Wednesday, April 12, 2023

Yuzu: Progress Report March 2023


Hi yuz-ers! We’ve been working hard as usual, and this March saw improvements in performance, graphics, audio, CPU precision, input, and much more!

Making CPUs go the opposite of BRRRR

One of the biggest changes this month is the set of improvements in CPU accuracy. This requires some backtracking so let’s rewind a little bit.

Back in July, we explained how CoreTiming operates in its current form, using a host timer. A thread called HostTiming is used to process HLE events such as input and audio. However, some of these events, like audio, require a high level of timer precision to behave the way games expect, more than Windows would usually allow.

By default, Windows only allows a precision of 1ms since the OS event loop runs at 1000Hz. This is not enough. However, devices running Linux, BSD, and MacOS don’t face this limitation and can achieve μs (microsecond) levels of precision.

If a game wants to run at a frametime of 16.67ms (60 FPS), you could wait for 17ms two-thirds of the time and 16ms for the remaining one-third, but this has already proved in the past to be terrible for audio accuracy. The alternative, and old method in use for Windows, is to wait for 16ms and do a busy wait for 0.67ms. During that 0.67ms, the CPU thread isn’t doing anything and consumes power without actually working.

Here comes the benefit of removing support for Windows 7 and 8/8.1. The Windows 10 SDK has new undocumented functions, NtSetTimerResolution and NtDelayExecution, which allow improving timer resolution down to 0.5ms.

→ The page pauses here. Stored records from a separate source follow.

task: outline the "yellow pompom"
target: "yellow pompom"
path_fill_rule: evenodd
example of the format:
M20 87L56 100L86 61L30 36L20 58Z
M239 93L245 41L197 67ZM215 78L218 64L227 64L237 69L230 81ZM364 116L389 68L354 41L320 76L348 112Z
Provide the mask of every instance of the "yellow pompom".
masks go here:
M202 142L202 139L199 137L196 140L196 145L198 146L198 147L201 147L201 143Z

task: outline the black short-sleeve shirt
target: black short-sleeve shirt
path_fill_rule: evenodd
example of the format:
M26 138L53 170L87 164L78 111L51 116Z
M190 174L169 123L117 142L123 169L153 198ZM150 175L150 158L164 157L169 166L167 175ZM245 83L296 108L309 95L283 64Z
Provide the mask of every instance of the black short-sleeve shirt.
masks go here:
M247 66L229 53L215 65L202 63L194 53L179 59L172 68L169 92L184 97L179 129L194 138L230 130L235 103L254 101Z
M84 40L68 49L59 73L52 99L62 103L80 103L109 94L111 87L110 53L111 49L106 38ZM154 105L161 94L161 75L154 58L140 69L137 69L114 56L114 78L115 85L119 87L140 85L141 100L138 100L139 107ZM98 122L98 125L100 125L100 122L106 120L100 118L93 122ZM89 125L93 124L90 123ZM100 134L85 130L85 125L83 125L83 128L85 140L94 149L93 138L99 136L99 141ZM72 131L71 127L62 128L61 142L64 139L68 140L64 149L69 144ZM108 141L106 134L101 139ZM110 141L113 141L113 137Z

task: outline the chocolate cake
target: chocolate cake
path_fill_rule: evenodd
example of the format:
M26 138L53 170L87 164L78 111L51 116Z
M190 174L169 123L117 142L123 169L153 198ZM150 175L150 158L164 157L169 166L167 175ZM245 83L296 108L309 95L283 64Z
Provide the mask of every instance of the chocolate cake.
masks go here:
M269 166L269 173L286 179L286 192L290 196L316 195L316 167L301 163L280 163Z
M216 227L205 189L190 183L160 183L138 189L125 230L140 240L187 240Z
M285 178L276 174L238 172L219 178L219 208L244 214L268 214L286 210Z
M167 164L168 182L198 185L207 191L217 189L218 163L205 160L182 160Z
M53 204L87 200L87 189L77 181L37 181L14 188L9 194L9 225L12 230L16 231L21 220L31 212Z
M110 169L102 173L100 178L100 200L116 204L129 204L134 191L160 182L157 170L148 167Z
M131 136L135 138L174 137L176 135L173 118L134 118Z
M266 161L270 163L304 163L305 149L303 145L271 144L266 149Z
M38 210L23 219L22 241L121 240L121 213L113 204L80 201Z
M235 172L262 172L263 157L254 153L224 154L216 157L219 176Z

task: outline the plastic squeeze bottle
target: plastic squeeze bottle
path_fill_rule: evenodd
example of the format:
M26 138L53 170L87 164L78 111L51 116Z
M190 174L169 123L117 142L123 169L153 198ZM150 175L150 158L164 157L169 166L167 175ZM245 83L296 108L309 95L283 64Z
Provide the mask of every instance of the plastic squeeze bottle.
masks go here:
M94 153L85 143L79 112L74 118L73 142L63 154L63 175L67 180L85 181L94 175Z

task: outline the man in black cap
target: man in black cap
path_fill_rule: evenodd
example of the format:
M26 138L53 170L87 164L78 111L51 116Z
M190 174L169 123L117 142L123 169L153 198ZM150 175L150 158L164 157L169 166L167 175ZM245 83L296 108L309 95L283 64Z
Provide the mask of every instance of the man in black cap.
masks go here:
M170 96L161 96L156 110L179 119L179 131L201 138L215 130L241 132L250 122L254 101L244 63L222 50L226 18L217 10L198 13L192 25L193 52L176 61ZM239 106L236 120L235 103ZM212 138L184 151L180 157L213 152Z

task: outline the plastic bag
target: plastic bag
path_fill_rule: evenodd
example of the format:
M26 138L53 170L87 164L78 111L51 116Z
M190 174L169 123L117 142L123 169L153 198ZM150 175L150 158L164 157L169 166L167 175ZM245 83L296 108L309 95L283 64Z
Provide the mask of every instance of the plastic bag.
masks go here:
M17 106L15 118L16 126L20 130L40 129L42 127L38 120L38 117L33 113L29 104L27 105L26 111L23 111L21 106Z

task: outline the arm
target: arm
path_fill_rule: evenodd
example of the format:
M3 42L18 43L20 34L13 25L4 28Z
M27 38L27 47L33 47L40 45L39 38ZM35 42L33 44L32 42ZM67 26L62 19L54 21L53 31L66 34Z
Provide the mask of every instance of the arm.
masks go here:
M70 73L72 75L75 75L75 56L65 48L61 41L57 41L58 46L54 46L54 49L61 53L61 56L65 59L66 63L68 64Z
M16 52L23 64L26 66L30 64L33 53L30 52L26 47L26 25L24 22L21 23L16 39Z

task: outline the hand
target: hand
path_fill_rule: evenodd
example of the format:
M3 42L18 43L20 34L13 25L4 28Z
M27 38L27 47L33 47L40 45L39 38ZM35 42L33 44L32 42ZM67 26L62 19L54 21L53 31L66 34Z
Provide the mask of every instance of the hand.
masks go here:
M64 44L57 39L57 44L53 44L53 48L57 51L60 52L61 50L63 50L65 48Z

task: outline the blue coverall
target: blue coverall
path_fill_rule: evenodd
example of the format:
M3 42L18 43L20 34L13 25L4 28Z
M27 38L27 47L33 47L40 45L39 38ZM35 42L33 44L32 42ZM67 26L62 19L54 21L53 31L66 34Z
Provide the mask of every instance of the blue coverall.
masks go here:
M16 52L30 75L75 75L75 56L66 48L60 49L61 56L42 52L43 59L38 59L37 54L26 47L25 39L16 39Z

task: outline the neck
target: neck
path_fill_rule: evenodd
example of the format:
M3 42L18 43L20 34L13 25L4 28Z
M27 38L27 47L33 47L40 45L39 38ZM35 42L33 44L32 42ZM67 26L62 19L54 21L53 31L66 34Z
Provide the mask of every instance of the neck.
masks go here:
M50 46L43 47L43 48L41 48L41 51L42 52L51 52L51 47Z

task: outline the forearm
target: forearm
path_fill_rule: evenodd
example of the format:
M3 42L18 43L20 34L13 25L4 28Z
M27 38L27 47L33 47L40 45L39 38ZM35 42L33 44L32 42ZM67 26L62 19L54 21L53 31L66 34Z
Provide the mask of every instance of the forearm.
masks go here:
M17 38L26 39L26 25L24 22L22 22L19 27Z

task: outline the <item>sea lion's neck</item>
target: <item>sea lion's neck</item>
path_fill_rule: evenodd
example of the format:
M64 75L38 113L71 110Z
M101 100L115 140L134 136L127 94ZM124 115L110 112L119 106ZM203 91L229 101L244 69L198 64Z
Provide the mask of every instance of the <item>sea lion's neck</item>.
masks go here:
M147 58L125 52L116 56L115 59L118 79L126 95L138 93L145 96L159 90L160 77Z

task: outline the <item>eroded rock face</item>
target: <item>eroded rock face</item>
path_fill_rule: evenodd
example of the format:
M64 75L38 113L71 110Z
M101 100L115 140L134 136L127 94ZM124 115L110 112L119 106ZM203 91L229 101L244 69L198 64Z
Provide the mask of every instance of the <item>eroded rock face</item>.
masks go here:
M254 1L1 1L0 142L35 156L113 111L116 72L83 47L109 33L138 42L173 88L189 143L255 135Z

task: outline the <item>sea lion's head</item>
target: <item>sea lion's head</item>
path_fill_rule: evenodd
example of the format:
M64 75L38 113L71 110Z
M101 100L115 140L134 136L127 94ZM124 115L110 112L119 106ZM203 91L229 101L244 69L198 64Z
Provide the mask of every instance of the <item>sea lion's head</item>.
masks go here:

This allows yuzu to wait for 16.5ms and only spin the remaining 0.17ms, which is four times shorter than the previous default method.

By implementing these new functions, Morph reduced the time the CPU spends in a spinlock, resulting in reduced CPU usage for timing-heavy games like Kirby Forgor 💀… Kirby and the Forgotten Land, and Super Smash Bros. Ultimate. The new free resources mean better performance for low core count CPUs such as quad cores, and for systems with limited power budgets such as laptops and handhelds. With this change, we measured up to a 24% reduction in CPU use or power consumption, depending on the limiting factor.

Left: old 1ms precision; Right: current 0.5ms precision. The result comes from your writer’s laptop which runs a Single Language Windows installation, so don’t mind the Spanish. Note that there is a difference in CPU use between the two results

If you can perform more tasks in the same power envelope, you can improve performance without sacrificing battery life. Alternatively, a more common scenario for an emulator, if your ceiling is a fixed framerate, you can reduce temperatures.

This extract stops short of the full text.